Post by Sean Lew, Business Consultant at BearingPoint
There is a growing need for organizations to collaborate more efficiently across time zones, geographic locations and across departments. Collaboration promises greater efficiency, streamlined communication and better knowledge retention across an organization. Collaboration software like wikis has also been sprouting all over organizations with no real direction from the senior management. Many organizations have started taking a more serious look at such forms of collaboration technologies.
Internal collaboration
Collaboration is not just providing a virtual platform for employees to work together. It allows employees to hold conversations and discussions online and provides background and context for visitors or new team members.
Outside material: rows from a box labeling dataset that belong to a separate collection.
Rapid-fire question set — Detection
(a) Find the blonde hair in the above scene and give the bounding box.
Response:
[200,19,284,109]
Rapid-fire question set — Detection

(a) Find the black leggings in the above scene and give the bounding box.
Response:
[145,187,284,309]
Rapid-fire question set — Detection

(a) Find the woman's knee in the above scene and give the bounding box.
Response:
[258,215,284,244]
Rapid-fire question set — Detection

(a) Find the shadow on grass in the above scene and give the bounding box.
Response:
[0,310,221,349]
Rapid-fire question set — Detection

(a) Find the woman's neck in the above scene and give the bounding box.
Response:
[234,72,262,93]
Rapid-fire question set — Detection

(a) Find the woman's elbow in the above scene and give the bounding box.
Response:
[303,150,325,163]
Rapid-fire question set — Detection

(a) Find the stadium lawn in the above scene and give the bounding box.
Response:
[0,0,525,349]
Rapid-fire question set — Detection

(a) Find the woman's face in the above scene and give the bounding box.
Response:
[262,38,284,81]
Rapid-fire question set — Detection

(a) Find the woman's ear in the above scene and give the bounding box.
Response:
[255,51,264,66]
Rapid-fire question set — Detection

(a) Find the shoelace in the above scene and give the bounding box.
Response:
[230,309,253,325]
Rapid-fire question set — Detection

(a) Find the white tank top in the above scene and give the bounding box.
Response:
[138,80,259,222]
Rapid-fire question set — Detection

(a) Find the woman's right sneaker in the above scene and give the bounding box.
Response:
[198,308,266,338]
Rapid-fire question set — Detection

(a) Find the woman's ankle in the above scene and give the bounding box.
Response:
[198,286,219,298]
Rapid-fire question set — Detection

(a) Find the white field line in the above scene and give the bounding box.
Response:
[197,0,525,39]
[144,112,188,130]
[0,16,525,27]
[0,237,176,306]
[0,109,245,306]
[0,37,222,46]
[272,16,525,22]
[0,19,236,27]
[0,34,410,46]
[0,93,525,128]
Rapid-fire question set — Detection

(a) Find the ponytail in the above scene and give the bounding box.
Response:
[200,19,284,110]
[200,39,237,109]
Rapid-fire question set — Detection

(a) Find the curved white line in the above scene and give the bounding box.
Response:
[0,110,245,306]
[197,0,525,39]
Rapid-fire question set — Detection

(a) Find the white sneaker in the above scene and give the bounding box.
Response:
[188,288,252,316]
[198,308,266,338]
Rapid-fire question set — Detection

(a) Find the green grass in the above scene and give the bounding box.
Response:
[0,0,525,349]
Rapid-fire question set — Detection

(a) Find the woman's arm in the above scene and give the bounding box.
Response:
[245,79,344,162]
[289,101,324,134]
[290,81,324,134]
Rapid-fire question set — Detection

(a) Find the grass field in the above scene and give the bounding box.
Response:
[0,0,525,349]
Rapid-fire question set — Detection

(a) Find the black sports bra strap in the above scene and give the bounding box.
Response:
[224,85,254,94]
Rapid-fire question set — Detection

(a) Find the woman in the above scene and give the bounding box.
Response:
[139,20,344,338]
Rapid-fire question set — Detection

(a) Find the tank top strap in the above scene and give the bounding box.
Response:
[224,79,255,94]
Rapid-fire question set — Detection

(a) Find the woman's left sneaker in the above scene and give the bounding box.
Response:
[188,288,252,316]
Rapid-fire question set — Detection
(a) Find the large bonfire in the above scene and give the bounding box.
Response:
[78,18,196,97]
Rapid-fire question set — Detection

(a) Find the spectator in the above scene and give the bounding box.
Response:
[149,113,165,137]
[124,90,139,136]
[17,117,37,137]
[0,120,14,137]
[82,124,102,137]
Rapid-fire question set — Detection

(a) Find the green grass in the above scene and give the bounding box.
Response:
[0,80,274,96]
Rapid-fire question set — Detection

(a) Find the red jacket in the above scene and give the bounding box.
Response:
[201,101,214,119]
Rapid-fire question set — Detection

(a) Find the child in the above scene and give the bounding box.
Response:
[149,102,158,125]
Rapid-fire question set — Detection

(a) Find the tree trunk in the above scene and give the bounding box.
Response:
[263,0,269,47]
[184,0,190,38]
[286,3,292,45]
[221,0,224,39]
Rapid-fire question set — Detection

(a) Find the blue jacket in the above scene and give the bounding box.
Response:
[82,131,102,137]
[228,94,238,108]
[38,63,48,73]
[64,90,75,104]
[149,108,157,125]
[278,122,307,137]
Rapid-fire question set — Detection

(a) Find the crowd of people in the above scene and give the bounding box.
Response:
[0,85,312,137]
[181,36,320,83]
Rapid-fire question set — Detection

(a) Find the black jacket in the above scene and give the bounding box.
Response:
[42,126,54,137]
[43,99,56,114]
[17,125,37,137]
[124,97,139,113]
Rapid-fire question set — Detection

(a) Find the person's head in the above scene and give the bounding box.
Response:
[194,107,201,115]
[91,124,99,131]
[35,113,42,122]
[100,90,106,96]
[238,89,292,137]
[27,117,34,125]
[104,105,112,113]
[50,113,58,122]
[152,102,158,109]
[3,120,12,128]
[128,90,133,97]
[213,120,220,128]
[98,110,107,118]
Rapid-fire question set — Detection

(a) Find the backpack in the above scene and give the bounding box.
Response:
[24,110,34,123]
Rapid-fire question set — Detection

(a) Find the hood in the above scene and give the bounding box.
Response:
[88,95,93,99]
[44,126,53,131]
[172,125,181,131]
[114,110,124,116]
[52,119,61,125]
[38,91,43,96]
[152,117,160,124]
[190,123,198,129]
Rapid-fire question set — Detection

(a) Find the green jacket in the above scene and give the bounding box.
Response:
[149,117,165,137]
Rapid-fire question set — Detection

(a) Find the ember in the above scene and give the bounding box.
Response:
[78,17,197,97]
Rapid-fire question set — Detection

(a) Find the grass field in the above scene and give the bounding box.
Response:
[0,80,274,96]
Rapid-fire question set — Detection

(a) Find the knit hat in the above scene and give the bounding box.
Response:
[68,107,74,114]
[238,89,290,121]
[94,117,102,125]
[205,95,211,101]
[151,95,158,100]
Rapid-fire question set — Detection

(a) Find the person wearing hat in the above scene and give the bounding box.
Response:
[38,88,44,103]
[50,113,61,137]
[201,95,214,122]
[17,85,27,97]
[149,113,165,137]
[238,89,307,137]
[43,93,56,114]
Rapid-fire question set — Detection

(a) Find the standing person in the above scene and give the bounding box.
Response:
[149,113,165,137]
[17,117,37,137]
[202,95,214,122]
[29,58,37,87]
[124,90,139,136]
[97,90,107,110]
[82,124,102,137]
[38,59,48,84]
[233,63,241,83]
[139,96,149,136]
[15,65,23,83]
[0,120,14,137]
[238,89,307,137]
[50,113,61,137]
With all the information well documented, there is a reduced risk of losing information when employees move on.
Many collaboration technologies also provide a social aspect of it where employees can connect with people outside of their team. This allows self discovery of assets within the organization, find other experts and innovate on the project, department or the business.
External collaboration
Collaboration with suppliers and customers should also be an area organizations should look at. Harvard Business School (http://hbswk.hbs.edu/archive/5258.html) conducted a research on Procter and Gamble’s (P&G) innovation model which includes connecting with the global talent pool in search of promising ideas and implement P&G’s capabilities to create better and cheaper products – fast. Such forms of collaboration, may it be with suppliers or customers can be very astonishing.
The success of collaboration is to take an enterprise view and formulate an adoption strategy across the various departments. What is your organization doing to strategize and implement changes to meet the needs of your rising collaboration requirements?